In this assignment you will detect straight line edges in the image provided by your TA using
the Hough transform. You can start with your program from Homework #4.
Perform the following tasks on the image
1) Compute ∂E
∂x and ∂E
∂y at each pixel using the Sobel mask.
2) Compute the squared gradient magnitude (SGM) at each pixel.
3) Determine a threshold that isolates the edges using the SGM.
4) Estimate the edge orientation for pixels having a squared gradient magnitude above your
threshold and convert this orientation and the edge position to a corresponding (ρ, θ) for the
line that the edge may be on.
5) Use the Hough Transform to find linear edges by applying a simple threshold to a (ρ, θ) voting
array. Assume that the (x, y) coordinate system origin is at the bottom left corner of the image.

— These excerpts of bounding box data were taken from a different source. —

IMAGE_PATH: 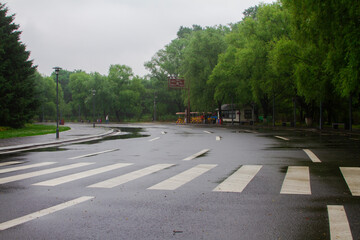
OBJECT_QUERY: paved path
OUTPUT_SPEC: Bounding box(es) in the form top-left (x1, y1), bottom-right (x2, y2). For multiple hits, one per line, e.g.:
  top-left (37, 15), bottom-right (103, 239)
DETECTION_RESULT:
top-left (0, 123), bottom-right (110, 151)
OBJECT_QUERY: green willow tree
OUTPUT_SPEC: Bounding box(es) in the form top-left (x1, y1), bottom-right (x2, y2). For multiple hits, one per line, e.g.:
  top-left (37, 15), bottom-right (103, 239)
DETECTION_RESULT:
top-left (0, 3), bottom-right (38, 128)
top-left (182, 26), bottom-right (229, 112)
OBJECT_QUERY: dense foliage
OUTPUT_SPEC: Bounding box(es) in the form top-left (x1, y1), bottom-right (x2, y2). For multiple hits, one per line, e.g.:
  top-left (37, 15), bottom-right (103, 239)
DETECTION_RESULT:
top-left (0, 3), bottom-right (37, 127)
top-left (0, 0), bottom-right (360, 125)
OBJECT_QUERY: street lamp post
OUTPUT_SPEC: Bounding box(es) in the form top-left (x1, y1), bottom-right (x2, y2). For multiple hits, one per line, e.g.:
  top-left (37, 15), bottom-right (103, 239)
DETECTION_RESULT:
top-left (92, 89), bottom-right (96, 127)
top-left (53, 67), bottom-right (61, 139)
top-left (154, 92), bottom-right (157, 122)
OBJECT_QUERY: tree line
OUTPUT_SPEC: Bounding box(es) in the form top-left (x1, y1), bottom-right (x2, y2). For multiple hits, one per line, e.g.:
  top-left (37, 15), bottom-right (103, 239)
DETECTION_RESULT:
top-left (0, 0), bottom-right (360, 127)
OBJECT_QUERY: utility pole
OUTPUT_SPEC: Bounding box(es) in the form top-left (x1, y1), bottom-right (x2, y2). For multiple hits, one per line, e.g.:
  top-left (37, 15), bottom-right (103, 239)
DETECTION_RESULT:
top-left (53, 67), bottom-right (61, 139)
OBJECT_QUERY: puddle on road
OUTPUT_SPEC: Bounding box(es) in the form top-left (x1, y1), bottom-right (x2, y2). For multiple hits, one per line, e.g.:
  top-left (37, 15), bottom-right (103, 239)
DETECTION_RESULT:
top-left (79, 127), bottom-right (150, 144)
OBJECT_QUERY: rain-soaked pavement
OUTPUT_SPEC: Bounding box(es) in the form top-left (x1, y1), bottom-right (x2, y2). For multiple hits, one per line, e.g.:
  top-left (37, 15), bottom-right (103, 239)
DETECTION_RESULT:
top-left (0, 124), bottom-right (360, 239)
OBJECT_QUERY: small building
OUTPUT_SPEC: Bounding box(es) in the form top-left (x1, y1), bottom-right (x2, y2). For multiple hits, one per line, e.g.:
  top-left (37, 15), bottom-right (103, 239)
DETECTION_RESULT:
top-left (216, 104), bottom-right (255, 124)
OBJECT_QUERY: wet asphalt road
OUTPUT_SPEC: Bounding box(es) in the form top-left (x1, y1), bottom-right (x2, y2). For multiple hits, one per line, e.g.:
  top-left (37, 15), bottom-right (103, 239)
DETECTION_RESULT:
top-left (0, 124), bottom-right (360, 239)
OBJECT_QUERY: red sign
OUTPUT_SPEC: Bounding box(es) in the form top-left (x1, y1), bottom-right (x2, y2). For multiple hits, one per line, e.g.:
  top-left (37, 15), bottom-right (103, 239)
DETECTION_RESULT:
top-left (168, 77), bottom-right (185, 88)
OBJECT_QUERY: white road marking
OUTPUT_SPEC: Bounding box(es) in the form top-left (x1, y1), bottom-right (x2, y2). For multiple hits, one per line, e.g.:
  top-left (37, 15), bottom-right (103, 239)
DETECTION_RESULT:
top-left (0, 162), bottom-right (56, 173)
top-left (148, 164), bottom-right (217, 190)
top-left (0, 196), bottom-right (94, 231)
top-left (280, 166), bottom-right (311, 195)
top-left (213, 165), bottom-right (262, 193)
top-left (69, 148), bottom-right (119, 160)
top-left (303, 149), bottom-right (321, 162)
top-left (0, 163), bottom-right (94, 184)
top-left (149, 137), bottom-right (160, 142)
top-left (244, 130), bottom-right (258, 134)
top-left (327, 205), bottom-right (353, 240)
top-left (340, 167), bottom-right (360, 196)
top-left (275, 136), bottom-right (289, 141)
top-left (33, 163), bottom-right (133, 187)
top-left (88, 164), bottom-right (174, 188)
top-left (0, 161), bottom-right (24, 167)
top-left (183, 149), bottom-right (210, 161)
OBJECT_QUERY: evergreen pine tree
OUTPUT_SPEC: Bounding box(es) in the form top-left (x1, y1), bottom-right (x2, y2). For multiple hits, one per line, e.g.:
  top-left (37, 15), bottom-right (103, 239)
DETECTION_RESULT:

Assume that x increases going to the right and that y increases going up.
What to Turn In
Your program should generate a binary thresholded SGM image. Print out the values computed for ρ and θ for each linear edge found along with the number of edge pixels (votes) for
the linear edge. Also generate a binary image that is black except that white lines are drawn
corresponding to the linear edges found by the Hough transform. The lines can be drawn across
the whole image so that you don’t have to determine the proper end-points for the lines in your
program. Demonstrate the program to your TA and submit the two generated binary images
and the values described above that are printed out by your program.